L’endroit porte le nom d’Arc-en-rêve, mais il ressemble davantage à un cauchemar lorsqu’on se penche sur l’exposition consacrée à Walt Disney (1901-1966), qui se poursuit jusqu’au 5 janvier 2025. Cette exposition, intitulée « L’Architecture des réalités mises en scène, (re)construire Disney », s’inscrit dans la tradition de cette institution bordelaise qui voit toujours l’architecture comme un outil pour réfléchir et agir sur le monde.
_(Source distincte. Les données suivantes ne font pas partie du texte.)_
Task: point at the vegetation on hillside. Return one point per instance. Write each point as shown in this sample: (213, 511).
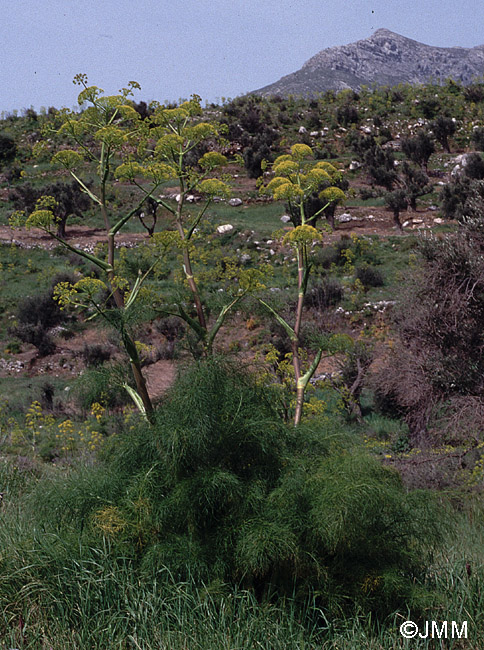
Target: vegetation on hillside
(259, 252)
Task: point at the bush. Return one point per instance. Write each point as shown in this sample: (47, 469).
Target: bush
(439, 356)
(324, 295)
(219, 489)
(95, 355)
(8, 150)
(35, 317)
(369, 276)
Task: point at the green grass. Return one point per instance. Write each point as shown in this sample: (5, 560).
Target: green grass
(79, 597)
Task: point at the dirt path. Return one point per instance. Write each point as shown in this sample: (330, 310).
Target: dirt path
(364, 221)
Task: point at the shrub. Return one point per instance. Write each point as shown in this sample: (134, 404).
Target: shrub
(369, 276)
(8, 150)
(439, 356)
(324, 295)
(219, 489)
(95, 355)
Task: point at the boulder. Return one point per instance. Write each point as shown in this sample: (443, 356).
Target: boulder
(224, 228)
(344, 218)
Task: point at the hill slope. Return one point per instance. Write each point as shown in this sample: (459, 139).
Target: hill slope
(385, 58)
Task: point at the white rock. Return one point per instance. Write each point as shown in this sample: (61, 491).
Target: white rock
(345, 217)
(225, 228)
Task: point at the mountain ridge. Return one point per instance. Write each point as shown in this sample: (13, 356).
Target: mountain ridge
(383, 59)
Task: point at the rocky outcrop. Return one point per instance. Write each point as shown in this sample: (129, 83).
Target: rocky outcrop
(383, 59)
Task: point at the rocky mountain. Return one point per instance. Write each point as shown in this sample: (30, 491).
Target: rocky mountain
(383, 59)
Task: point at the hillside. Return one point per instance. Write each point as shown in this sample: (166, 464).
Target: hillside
(241, 367)
(383, 59)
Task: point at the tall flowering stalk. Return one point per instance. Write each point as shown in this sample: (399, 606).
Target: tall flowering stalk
(296, 178)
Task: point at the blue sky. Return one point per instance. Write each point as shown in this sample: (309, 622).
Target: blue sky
(215, 48)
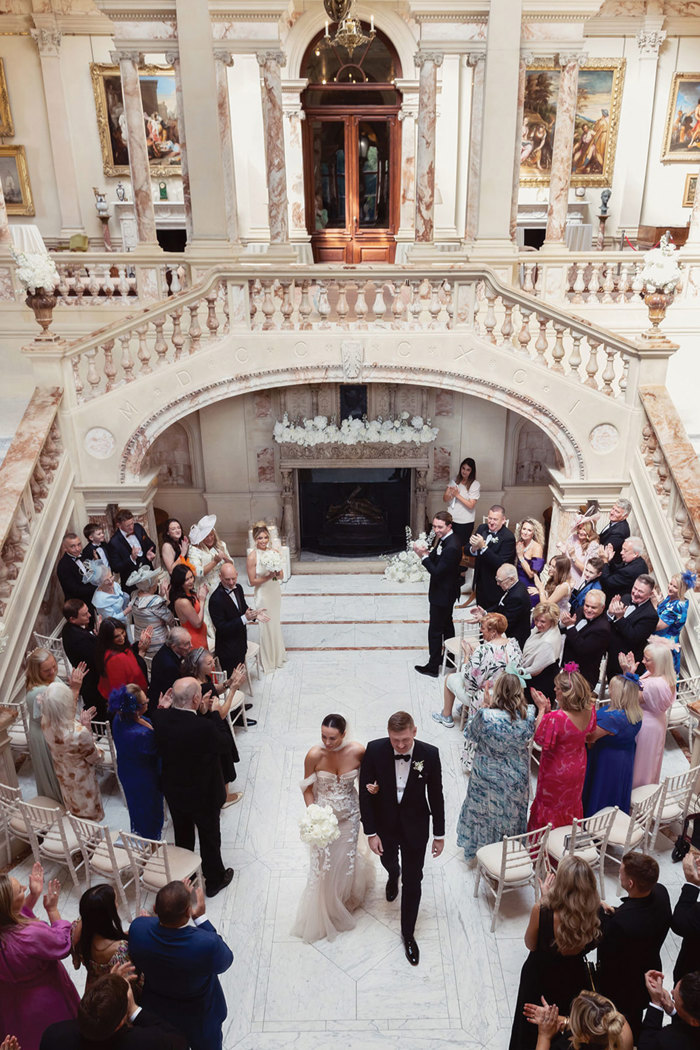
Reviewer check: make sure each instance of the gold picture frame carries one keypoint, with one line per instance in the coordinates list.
(681, 141)
(15, 179)
(157, 86)
(597, 121)
(6, 123)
Dans cette exposition, les films Disney sont utilisés comme des outils pour explorer un sujet qui les dépasse. Ce qui fascine Saskia van Stein, la commissaire de cette exposition, conçue pour le Het Nieuwe Instituut de Rotterdam et présentée là-bas en 2022, c’est l’influence de ce géant du divertissement. Comment cette multinationale, qui domine une grande partie de l’industrie hollywoodienne, contrôle un large réseau de médias et impose sa marque sur le monde avec ses parcs à thème et les zones résidentielles qui se développent autour d’eux, affecte-t-elle chacun de nous ?
Allons-nous immédiatement solliciter d’autres questions. Qu’est-ce qui lie le monde de Mickey, Blanche-Neige ou Cendrillon à la conception architecturale de la nouvelle ville du Val d’Europe à Marne-la-Vallée (Seine-et-Marne) ? Quelle est la transition entre ces petits chefs-d’œuvre destinés principalement à amuser les enfants, à un effort global de domination qui a mené le conglomérat à acquérir une île des Bahamas et à s’approprier son histoire tout en effaçant son nom ? Lors d’une petite déviation, nous découvrons que Gorda Cay, une minuscule plaque tournante de la piraterie internationale qui est devenue un hub pour le trafic de drogues au XXe siècle, a été renommée Castaway Cay en 1996 lorsque Disney l’a transformée en port d’ancrage pour sa nouvelle flotte de paquebots de croisière, conçus comme des versions maritimes de ses parcs à thèmes.
La chambre d’echo
L’exposition, dont le titre complexe et inutile pourrait être négligé, ne présente jamais un seul point de vue. Elle agit comme une chambre d’écho où la recherche d’un réalisme extrême dans la sphère de l’animation est liée à l’ascendance du simulacre dans la réalité. Les méthodes de travail éreintantes et la surveillance massive que Disney exigeait dans ses studios semblent être en harmonie avec une œuvre dont l’éthique du travail est le liant d’une morale réactionnaire, caractérisée par une vision désuète des femmes et une tolérance aux représentations racistes.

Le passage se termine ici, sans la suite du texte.